Unvendoring here comes with risks of breakage or untested behaviour changes, and for no real gain, as the headers need to get recompiled everywhere anyway, and we don't have an ABI of a compiled library that we have to keep stable across the ecosystem.

Of course I'm generally strongly in favour of unvendoring, but here it seems the net benefit is negative.

eli-schwartz commented 1 year ago

That assumes perfect unvendoring of everything in conda-forge, which despite our best efforts, is not the status quo. I don't think we advertise being able to generate SBOMs, and we shouldn't IMO, as that comes with a whole lot of rules that I don't think we're ready to fulfill.

I don't think that a failure to be perfect everywhere is an indictment on having a policy that it should be so. Surely the solution is to be perfect everywhere, right? So the best way to be perfect everywhere is to start by being perfect in one more place than you were before, not by reducing coverage for the policy compliance.

Being able to scrape that SBOM data from a list of packages is, regardless, very useful seed data for someone checking into their dependencies.

It's also useful outside of producing SBOMs for the same reason it's useful for producing SBOMs -- because people can look into what they are using, track down the sources of bugs, especially platform-specific bugs, etc.

And pythran doesn't even necessarily vendor exact versions, but may layer unreleased patches on top (and depend on those for correct operation). This is what happened around the release of 0.13 recently.

IMHO it would be nice in such a case for projects to follow "release early, release often", especially when they control both sides of the stack. Particularly for bug fixes.

h-vetinari commented 1 year ago

IMHO it would be nice in such a case for projects to follow "release early, release often", especially when they control both sides of the stack. Particularly for bug fixes.

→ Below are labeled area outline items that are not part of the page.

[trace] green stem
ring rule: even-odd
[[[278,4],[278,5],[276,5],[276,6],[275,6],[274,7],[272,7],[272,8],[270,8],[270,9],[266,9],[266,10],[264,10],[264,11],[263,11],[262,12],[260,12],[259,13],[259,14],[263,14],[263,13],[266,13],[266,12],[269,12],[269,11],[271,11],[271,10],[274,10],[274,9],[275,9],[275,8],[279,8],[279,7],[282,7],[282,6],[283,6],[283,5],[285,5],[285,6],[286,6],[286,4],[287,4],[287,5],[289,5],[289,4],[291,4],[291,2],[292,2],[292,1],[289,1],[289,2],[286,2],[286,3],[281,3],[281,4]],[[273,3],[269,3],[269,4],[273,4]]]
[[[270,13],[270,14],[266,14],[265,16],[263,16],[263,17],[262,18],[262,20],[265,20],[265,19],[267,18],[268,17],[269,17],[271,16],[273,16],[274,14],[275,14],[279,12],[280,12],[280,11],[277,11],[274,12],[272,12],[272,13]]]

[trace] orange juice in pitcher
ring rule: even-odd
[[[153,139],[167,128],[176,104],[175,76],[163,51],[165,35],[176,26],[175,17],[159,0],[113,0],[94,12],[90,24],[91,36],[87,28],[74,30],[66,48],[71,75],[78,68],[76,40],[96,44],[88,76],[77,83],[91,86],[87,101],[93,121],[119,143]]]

We (conda-forge) don't control how upstream pythran/xsimd do their releases. It's fine to identify ways that things can be improved (and try to convince upstream to adopt those), but right now, the job here is to not ship broken packages for the status quo, not some future ideal.

Surely the solution is to be perfect everywhere, right?

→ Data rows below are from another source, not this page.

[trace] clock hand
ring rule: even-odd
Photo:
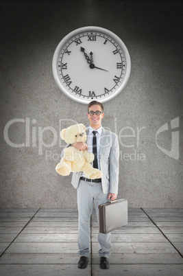
[[[91,63],[93,63],[93,52],[92,51],[90,52],[90,55]]]
[[[85,58],[87,60],[88,63],[91,63],[91,60],[90,60],[88,56],[86,55],[86,54],[84,51],[84,48],[83,48],[82,47],[81,47],[81,51],[84,52]]]
[[[102,69],[102,68],[97,67],[97,66],[95,66],[93,63],[90,63],[90,69],[97,68],[97,69],[100,69],[100,70],[106,71],[106,72],[108,72],[108,70],[103,69]]]

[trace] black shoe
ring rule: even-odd
[[[109,269],[110,265],[108,258],[106,257],[101,257],[100,258],[100,268],[101,269]]]
[[[84,256],[80,257],[80,261],[78,262],[77,264],[77,268],[81,269],[86,268],[87,267],[88,262],[88,257]]]

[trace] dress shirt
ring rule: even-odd
[[[93,129],[91,126],[89,127],[88,133],[87,135],[87,140],[86,143],[88,146],[88,152],[93,152],[93,131],[97,131],[96,133],[97,137],[97,161],[98,161],[98,169],[100,170],[100,162],[99,162],[99,150],[100,150],[100,139],[101,139],[101,134],[102,131],[102,126],[101,126],[98,129]],[[82,176],[86,177],[84,173],[82,173]]]

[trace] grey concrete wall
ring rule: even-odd
[[[59,90],[51,62],[67,33],[98,25],[123,40],[132,60],[129,82],[105,104],[103,119],[120,141],[118,197],[127,198],[132,207],[182,207],[182,4],[88,0],[0,5],[0,207],[77,206],[71,176],[60,176],[55,167],[65,145],[60,128],[75,122],[88,126],[86,106]],[[8,123],[10,141],[3,137]]]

Not without a comprehensive plan of what we're trying to do, otherwise it's just aimless churn that doesn't actually achieve anything (like reliable SBOMs). To my knowledge, no-one is talking about generating SBOMs based on conda-forge metadata, so my point is: SBOMs are not in scope here, by a vast margin of unresolved issues, and so philosophical fidelity with that utopia is completely besides the much more pressing point of dealing with the issues in the here and now.

rgommers commented 1 year ago

The abstract discussion is perhaps distracting a little bit from the current issue, which is that the dependency info is wrong and that has given us concrete and annoying problems. There are only two options here:

  1. keep the unvendoring and add the correct metadata, i.e. a == pin that gets updated for each pythran release
  2. remove the unvendoring

That choice is up to the feedstock maintainers & conda-forge team in the end; (2) seems more pragmatic to me, but (1) would also work. Could we please come to a decision?

h-vetinari commented 1 year ago

Seeing that pythran currently contains an unreleased xsimd version, I'm going with the revendoring. If pythran switches to a model that's more amenable to unvendoring (or people want to create separate, patched xsimd-releases just so we can pin them here), changing this back is just a PR away.